Peki İngiltere kraliçesinden dünyaca ünlü piyano sanatçımıza kadar, herkesi büyüleyen bu çocuk kimdi?
Sorunun cevabı için Yorgun’un halen devam ettiği Mersin Devlet Konservatuvarı’nın yolunu tuttuk.
Kemanla tanışmanız nasıl oldu?
Hasan Gökçe Yorgun: 8 yaşında ilkokul öğretmenim Munise Turan’ın ısrarıyla konservatuvar sınavına girdim. Piyano çalmak istiyordum ama komisyondaki hocalar el ve parmak yapımın kemana uygun olduğunu söyledi; böylece kemana başladım.
Büyüdüğünde ne olmak istiyordun?
Hasan G.Y: Ben küçükken çocuk doktoru olmak istiyordum. Hatta bir müsamereye doktor üniformasıyla çıktım.
Ne zaman karar verdin kemanın kaderin olduğuna, bu işi yapacağına?
Hasan G.Y: Hayatımda dönüm noktası diyebileceğim şeyler oldu. İlk orkestra konserimi Münir Akalın yönetiminde Mersin Üniversitesi Oda Orkestrası eşliğinde 9 yaşında verdim. Bu konserde anladım bu yolda ilerleyeceğimi…
“Kraliçe iyi kalpli birine benziyor”
İlk konserinden son konserine geçelim. Kraliçeye ve prense çalmak nasıl bir duyguydu?
Hasan G.Y.: Heyecanlı ve mutlu… Yabancı bir devlet büyüğüne çalmak benim için gurur verici bir şey. Türkiye’deki çocukların da evrensel müziği başarabildiklerini göstermek açısından…
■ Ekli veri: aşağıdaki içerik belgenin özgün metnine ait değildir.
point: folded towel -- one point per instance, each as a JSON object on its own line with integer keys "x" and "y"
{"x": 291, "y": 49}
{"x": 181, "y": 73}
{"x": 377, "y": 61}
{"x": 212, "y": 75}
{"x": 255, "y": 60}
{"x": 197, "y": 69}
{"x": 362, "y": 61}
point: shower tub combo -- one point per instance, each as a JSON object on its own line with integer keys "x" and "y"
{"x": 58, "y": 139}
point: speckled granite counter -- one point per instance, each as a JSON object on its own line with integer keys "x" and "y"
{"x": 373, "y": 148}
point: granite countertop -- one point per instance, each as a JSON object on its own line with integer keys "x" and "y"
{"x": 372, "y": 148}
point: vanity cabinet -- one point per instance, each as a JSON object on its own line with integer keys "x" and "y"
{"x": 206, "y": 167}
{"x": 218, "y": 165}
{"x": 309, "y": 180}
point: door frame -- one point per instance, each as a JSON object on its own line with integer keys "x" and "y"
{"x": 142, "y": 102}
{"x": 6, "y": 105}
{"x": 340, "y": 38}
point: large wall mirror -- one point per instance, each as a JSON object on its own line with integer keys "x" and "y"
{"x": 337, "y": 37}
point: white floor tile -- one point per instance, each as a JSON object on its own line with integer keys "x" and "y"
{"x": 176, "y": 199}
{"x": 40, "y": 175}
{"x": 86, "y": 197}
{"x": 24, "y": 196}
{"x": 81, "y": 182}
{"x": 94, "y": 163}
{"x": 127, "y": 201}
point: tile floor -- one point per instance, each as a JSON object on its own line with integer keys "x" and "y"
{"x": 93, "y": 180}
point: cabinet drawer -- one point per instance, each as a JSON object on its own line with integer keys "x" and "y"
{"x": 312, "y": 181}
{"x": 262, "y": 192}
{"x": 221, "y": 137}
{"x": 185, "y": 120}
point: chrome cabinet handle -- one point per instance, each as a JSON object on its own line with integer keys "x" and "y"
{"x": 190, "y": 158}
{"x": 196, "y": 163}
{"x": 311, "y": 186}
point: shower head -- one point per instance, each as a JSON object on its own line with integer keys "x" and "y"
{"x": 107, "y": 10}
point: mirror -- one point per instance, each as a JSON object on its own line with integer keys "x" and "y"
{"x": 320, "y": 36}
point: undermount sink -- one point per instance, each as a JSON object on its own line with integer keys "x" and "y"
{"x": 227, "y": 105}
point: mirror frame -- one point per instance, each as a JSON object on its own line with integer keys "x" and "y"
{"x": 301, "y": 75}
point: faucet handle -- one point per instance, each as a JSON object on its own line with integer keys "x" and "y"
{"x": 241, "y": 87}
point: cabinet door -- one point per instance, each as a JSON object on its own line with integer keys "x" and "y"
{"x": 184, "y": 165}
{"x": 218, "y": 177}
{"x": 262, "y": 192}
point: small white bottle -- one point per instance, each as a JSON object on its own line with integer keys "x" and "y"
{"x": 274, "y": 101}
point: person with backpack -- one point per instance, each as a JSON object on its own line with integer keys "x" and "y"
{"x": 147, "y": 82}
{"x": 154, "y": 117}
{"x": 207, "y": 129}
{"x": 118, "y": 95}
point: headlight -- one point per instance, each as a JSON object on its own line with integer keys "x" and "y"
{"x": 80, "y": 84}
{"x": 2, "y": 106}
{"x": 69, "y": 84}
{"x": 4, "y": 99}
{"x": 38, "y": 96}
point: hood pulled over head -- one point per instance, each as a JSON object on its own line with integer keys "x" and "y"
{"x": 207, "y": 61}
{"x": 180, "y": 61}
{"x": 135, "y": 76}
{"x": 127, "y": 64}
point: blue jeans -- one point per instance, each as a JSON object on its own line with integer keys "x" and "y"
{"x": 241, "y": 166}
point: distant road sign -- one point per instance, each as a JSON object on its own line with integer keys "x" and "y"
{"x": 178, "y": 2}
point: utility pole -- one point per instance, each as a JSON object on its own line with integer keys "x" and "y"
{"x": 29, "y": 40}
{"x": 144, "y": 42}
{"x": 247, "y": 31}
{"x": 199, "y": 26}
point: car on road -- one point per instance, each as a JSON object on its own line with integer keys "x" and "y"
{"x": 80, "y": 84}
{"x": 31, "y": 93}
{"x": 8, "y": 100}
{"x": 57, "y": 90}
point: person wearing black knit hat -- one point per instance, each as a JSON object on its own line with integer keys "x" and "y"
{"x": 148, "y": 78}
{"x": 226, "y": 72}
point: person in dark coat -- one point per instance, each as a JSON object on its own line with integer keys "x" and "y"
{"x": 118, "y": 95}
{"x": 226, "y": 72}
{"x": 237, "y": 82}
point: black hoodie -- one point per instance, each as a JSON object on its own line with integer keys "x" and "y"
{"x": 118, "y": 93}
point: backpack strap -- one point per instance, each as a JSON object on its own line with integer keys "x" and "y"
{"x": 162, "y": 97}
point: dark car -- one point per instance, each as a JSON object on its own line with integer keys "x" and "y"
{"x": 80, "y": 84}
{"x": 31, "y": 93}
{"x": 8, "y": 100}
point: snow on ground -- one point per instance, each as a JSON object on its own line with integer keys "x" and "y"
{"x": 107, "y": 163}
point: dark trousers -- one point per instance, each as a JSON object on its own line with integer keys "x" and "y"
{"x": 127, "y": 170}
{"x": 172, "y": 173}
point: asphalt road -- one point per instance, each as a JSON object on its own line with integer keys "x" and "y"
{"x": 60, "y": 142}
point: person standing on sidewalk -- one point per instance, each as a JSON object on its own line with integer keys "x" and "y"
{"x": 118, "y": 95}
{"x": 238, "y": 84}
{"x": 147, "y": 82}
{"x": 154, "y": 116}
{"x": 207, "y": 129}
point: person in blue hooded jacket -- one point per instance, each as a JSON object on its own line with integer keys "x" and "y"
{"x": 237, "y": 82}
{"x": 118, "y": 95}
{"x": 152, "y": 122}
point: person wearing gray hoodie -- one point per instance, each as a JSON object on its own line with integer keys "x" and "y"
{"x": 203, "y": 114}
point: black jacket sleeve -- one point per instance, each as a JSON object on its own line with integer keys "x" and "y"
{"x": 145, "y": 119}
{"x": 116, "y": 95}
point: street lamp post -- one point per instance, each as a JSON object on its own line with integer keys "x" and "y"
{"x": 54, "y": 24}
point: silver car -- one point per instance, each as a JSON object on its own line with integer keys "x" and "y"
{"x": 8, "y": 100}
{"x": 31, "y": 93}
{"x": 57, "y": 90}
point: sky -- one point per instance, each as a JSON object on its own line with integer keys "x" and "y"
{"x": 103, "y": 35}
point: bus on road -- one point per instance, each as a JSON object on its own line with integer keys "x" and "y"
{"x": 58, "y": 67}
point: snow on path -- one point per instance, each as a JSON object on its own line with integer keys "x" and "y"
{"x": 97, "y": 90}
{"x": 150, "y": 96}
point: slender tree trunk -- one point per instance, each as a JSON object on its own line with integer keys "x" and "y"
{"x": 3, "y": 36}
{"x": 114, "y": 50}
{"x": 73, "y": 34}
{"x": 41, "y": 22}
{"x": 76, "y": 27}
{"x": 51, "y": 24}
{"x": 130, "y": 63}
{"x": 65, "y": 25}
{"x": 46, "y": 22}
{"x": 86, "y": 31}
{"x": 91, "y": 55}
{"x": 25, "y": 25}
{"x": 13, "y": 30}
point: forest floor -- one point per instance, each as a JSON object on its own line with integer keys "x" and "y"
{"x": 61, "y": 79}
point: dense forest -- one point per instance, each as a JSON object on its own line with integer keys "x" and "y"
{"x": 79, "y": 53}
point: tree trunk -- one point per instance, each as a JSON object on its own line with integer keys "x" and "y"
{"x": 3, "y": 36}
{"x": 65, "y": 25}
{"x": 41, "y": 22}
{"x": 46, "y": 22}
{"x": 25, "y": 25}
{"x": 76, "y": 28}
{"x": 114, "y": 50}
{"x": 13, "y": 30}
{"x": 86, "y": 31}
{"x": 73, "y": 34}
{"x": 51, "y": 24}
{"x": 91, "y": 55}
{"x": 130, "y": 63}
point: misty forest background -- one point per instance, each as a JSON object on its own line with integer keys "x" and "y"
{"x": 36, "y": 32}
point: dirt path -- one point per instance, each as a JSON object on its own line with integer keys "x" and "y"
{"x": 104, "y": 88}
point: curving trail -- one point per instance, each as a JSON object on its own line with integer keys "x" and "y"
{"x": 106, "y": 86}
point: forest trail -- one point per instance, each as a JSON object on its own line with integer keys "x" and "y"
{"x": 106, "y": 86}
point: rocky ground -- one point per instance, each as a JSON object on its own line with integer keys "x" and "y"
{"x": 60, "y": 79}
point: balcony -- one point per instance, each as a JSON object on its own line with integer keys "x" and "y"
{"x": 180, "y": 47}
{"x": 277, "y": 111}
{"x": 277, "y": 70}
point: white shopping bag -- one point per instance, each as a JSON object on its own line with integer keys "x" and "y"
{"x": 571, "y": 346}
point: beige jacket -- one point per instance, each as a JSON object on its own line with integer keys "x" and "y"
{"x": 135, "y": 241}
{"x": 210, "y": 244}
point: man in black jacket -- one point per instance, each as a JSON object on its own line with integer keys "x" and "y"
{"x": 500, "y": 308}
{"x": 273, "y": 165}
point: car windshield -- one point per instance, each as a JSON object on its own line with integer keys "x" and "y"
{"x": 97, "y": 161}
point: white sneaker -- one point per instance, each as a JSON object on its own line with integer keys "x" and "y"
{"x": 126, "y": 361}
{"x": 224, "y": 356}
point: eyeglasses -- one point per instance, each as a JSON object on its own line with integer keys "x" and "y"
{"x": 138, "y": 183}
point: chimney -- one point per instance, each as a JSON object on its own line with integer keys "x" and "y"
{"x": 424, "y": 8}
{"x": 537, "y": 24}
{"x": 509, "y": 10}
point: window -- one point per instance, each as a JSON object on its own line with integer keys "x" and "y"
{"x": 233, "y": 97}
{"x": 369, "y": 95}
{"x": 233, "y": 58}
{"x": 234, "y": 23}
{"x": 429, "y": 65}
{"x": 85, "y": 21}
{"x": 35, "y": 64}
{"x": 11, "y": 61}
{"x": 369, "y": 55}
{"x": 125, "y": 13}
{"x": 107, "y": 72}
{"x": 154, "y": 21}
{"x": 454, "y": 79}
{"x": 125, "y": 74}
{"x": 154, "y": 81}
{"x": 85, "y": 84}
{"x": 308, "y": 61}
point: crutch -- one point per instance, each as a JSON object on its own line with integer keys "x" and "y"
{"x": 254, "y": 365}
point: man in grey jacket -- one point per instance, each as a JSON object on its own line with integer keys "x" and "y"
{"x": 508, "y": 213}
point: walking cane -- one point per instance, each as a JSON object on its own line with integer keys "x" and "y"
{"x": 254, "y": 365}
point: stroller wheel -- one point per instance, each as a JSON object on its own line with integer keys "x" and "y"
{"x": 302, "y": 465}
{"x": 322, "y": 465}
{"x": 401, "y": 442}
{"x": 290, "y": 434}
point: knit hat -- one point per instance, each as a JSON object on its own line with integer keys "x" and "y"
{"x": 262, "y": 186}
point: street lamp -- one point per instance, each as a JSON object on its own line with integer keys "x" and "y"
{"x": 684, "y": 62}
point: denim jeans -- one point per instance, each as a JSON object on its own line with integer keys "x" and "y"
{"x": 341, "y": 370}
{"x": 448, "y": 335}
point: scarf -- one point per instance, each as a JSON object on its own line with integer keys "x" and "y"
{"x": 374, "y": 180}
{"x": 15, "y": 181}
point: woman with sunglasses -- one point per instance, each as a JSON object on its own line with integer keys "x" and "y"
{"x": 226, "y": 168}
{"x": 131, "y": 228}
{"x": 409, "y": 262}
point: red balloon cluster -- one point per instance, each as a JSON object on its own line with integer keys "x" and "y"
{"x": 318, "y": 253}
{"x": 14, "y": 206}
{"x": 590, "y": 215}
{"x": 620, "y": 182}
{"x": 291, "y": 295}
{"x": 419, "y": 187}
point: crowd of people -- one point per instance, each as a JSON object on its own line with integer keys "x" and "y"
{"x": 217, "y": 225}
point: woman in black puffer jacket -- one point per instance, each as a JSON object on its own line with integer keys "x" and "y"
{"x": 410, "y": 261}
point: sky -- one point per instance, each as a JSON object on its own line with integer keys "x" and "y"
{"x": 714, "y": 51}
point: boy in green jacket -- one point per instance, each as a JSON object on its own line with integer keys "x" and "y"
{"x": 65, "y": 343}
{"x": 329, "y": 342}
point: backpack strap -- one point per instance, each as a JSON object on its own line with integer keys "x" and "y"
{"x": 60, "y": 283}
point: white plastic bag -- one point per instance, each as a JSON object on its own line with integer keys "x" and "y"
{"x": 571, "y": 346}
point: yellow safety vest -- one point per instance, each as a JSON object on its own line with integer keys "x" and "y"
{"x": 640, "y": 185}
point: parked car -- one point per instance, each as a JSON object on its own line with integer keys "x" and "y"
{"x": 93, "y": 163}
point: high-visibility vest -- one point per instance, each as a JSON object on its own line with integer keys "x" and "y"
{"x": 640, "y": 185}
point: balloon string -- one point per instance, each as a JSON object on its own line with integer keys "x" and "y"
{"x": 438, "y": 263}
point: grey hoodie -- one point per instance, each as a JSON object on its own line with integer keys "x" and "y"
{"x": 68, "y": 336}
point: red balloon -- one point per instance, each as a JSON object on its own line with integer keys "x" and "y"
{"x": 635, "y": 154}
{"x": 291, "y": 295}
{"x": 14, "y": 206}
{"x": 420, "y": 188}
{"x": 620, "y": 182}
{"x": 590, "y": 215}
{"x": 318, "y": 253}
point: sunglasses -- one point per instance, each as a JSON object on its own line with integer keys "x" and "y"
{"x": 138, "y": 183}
Karşında müthiş bir protokol… Elin falan titremedi mi heyecandan?
Hasan G.Y.: Konserden hemen önce beş dakika kadar dışarıda bekledik; çok soğuktu. Ellerim soğuktan titredi sadece.
Onun dışında bir heyecan olmadı yani.
Hasan G.Y.: Heyecanlandım tabii. Ama sahneye çıkmadan önce başlıyor heyecan, çalmaya başlayınca geçiyor.
Konser sonrası kraliçeyle çekilmiş fotoğrafın var. Ne konuştunuz?
Hasan G. Y.: Kaç yıldır çaldığımı sordu, beni tebrik etti. Ben de kendisine teşekkürlerimi ilettim.
Nasıl birisi sence? Sevdin mi?
Hasan G.Y.: Çok iyi kalpli birine benziyor.
Peki Prens Philip?
Hasan G.Y.: O da tebrik etti. Tokalaştık.
Ne hissettin o an? İngiltere kraliçesi ve eşi seni tebrik ediyorlar…
Hasan G. Y.: Türkiye’nin aydınlık yüzünü ve çağdaş yönünü göstermek istiyordum onlara. Bunu yapabildiğim için mutlu oldum.
“Atatürk’e çalmış gibi oldum”
Hasan’ın kendisi için hissettikleri?
Hasan G.Y.: Çok gurur duydum. Sonuçta İngiliz Kraliçesi’ne çaldım. Emeklerin boşa gitmediğini, çok doğru bir işle uğraştığımı, klasik müziği bütün dünyaya lanse ettiğimizi hissettim. Bir de Çankaya Köşkü’nde çalmak benim için çok önemliydi; orası Atatürk’ün koltuğu. Atatürk’e çaldım gibi oldu biraz da.
Şöyle kendi adına göğsün kabarmadı mı? Bir aferin demedin mi?
Hasan G.Y. : Kendini övebilen birisi değilim ki..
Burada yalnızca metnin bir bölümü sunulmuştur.